Keremde artık bu kahvehanelerin müdavimi olmuş, çalıp söylemektedir. Yine bu devirde temizlik ve banyo işleri hamamlarda yapılıyordu. Lala Paşa, Ayaz Paşa, Kırk çeşme, İki göbek, Saray, Kadın, Cafer Ağa gibi hamamlar dolup taşıyordu. Hamamlar sabahları erkeklere, öğleden sonra kadınlaraydı. Öyleki anneler, nineler oğullarını everecekse hamamlarda kız beğenirlerdi.

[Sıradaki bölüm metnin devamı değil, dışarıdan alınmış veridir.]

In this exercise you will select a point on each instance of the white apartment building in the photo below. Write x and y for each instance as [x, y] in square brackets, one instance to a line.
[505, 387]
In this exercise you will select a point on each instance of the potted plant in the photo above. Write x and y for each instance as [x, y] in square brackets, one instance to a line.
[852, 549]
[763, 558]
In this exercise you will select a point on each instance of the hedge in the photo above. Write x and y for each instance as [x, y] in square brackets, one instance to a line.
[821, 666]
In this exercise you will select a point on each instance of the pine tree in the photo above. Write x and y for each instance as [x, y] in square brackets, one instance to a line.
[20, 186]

Yine böyle bir gün Aslıhan yıkanmak için Cafer Ağa hamamına gitmiş yıkanmıştı. Olacaklardan habersiz hamamı terk ederken birde karşısında keremi görmüş dili tutulmuştu. Kerem ise ancak hayallerinde yer alan Aslısını görmenin sevinciyle ne yapacağını şaşırmıştı....  Neden sonra aklına Sofudan sazı istemek,hasret ateşiyle yandığı aslısına bir şeyler söylemek istiyordu..
Hayal miydi.. Düş müydü.. İki sevdalı gönül, iki kanatlı kuş, Biri Kerem.. Biri Aslı.. Gökte ararken birbirlerini yerde bulmuşlardı. Cafer Ağa Hamamının önü tarihe, sevdaya tanıklık ediyordu.

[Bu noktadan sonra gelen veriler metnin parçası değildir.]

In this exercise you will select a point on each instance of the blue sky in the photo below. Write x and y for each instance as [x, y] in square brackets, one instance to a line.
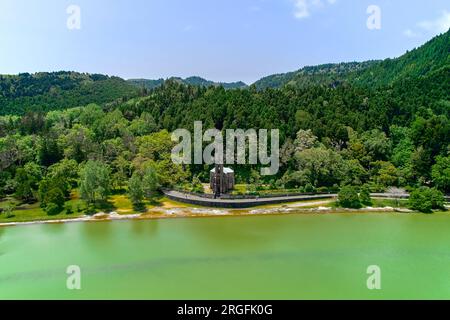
[221, 40]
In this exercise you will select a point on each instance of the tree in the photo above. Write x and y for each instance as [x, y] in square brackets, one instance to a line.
[425, 199]
[441, 173]
[94, 181]
[348, 198]
[305, 140]
[377, 144]
[150, 182]
[54, 201]
[135, 189]
[364, 196]
[9, 211]
[384, 174]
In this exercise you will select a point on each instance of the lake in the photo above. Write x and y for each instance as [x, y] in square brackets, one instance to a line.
[256, 257]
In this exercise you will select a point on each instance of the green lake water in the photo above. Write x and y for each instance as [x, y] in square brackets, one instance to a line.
[257, 257]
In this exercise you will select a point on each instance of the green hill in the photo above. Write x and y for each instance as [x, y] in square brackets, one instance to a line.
[59, 90]
[193, 81]
[432, 57]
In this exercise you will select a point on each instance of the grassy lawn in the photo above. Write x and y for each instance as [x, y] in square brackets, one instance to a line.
[381, 203]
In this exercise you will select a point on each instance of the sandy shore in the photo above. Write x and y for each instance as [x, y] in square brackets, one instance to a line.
[184, 212]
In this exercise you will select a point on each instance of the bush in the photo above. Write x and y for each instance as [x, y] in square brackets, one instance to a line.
[426, 199]
[364, 196]
[52, 209]
[348, 198]
[68, 209]
[54, 201]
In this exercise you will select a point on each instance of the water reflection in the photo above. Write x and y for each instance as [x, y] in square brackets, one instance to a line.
[148, 227]
[97, 232]
[246, 232]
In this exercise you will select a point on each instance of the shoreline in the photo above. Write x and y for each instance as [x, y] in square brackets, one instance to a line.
[174, 213]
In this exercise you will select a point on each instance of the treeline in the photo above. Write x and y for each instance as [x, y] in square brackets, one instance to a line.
[371, 137]
[59, 90]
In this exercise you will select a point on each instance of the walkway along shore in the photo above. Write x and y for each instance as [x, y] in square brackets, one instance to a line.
[237, 203]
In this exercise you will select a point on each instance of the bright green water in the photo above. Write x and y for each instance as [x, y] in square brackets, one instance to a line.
[267, 257]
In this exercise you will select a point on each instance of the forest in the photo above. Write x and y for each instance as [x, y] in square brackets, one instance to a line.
[371, 126]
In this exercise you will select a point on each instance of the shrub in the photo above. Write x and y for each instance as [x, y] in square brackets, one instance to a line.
[54, 201]
[52, 209]
[348, 198]
[426, 199]
[364, 196]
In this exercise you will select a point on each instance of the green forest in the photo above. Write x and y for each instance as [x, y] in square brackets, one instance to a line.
[371, 126]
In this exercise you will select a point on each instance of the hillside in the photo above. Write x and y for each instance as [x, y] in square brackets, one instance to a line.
[59, 90]
[416, 64]
[328, 75]
[193, 81]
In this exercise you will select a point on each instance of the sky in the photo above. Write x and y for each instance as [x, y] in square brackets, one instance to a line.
[220, 40]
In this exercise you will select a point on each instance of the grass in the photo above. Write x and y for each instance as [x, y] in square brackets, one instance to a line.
[381, 203]
[120, 203]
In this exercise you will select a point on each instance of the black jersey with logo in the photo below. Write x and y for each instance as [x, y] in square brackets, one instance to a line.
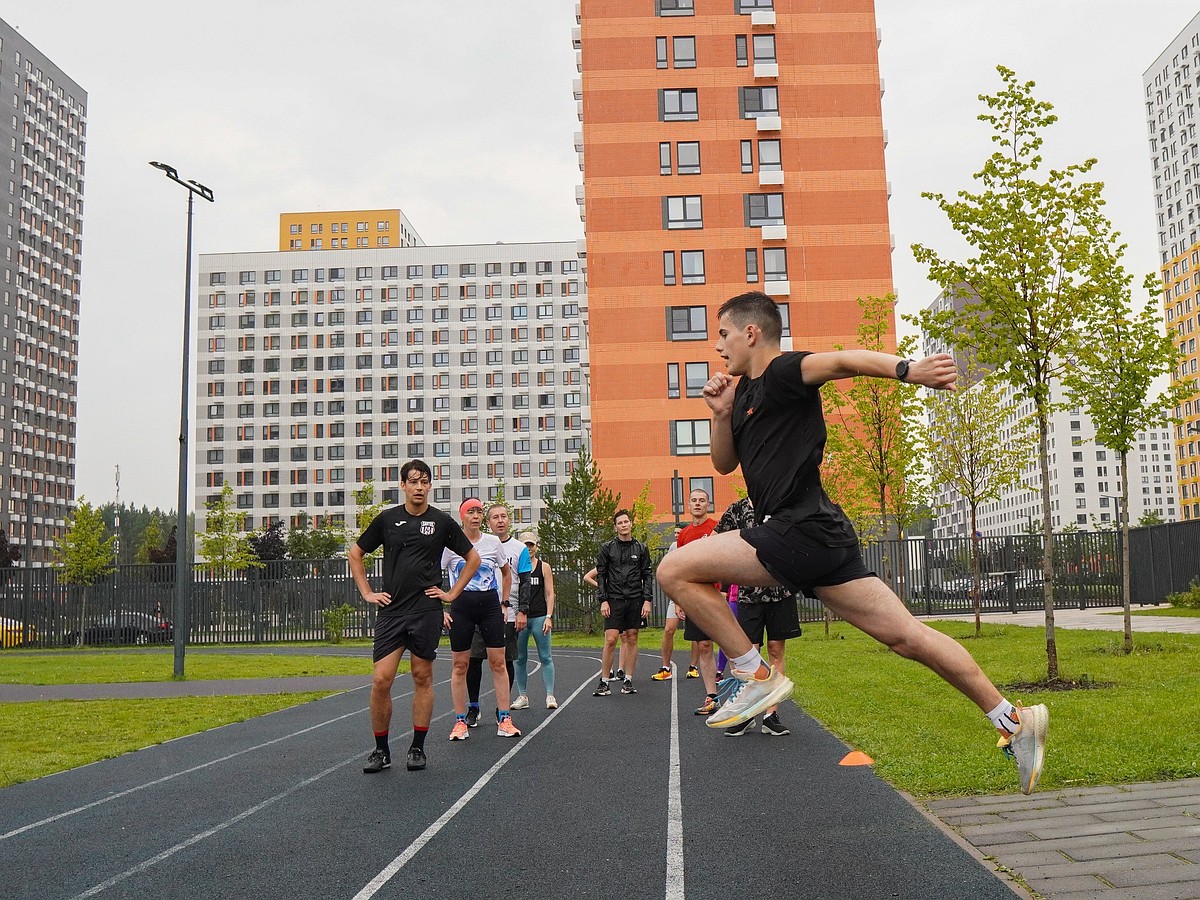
[779, 435]
[412, 555]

Aslı Keremle karşılaşınca babası Keşiş aklına geldi. Tüm korkusuyla oradan hızla uzaklaşırken Kerem işin farkına bile varamadan sazı eline aldı. Görelim ne söyledi:
Salına salına çıktı hamamdan
Hey ağalar giden yavru benimdir.
Öğüt almış hem anadan atadan
Hey ağalar giden yavru benimdir.
*
Benim olsan seni vermem feleğe
Başın için beni salma dileğe
Aslı bir huridir benzer meleğe
Hey ağalar giden yavru benimdir.
**
Bu ellere göç eylemiş yolumuz
Ördek uçtu viran kaldı gölümüz.
Yâr gidince nice olur halimiz
Hey ağalar giden yavru benimdir.
***
Gâh ağlatır beni gâhi güldürür
Gâhi yerde güzelliğin bildirir.
Kerem eder bu dert beni öldürür
Hey ağalar giden yavru benimdir.
Kerem söyleyip sustuğunda çevreye bakmaya Aslıyı aramaya gözleriyle devam etti... Lakin ne Aslı vardı ne de kimseler. Aslı sırra kadem basmıştı. Kendi kendine hayal mi görüyorum? Düş mü görüyorum  diyerek daldığında akşam olmuş ezanlar okunmaya başlamıştı.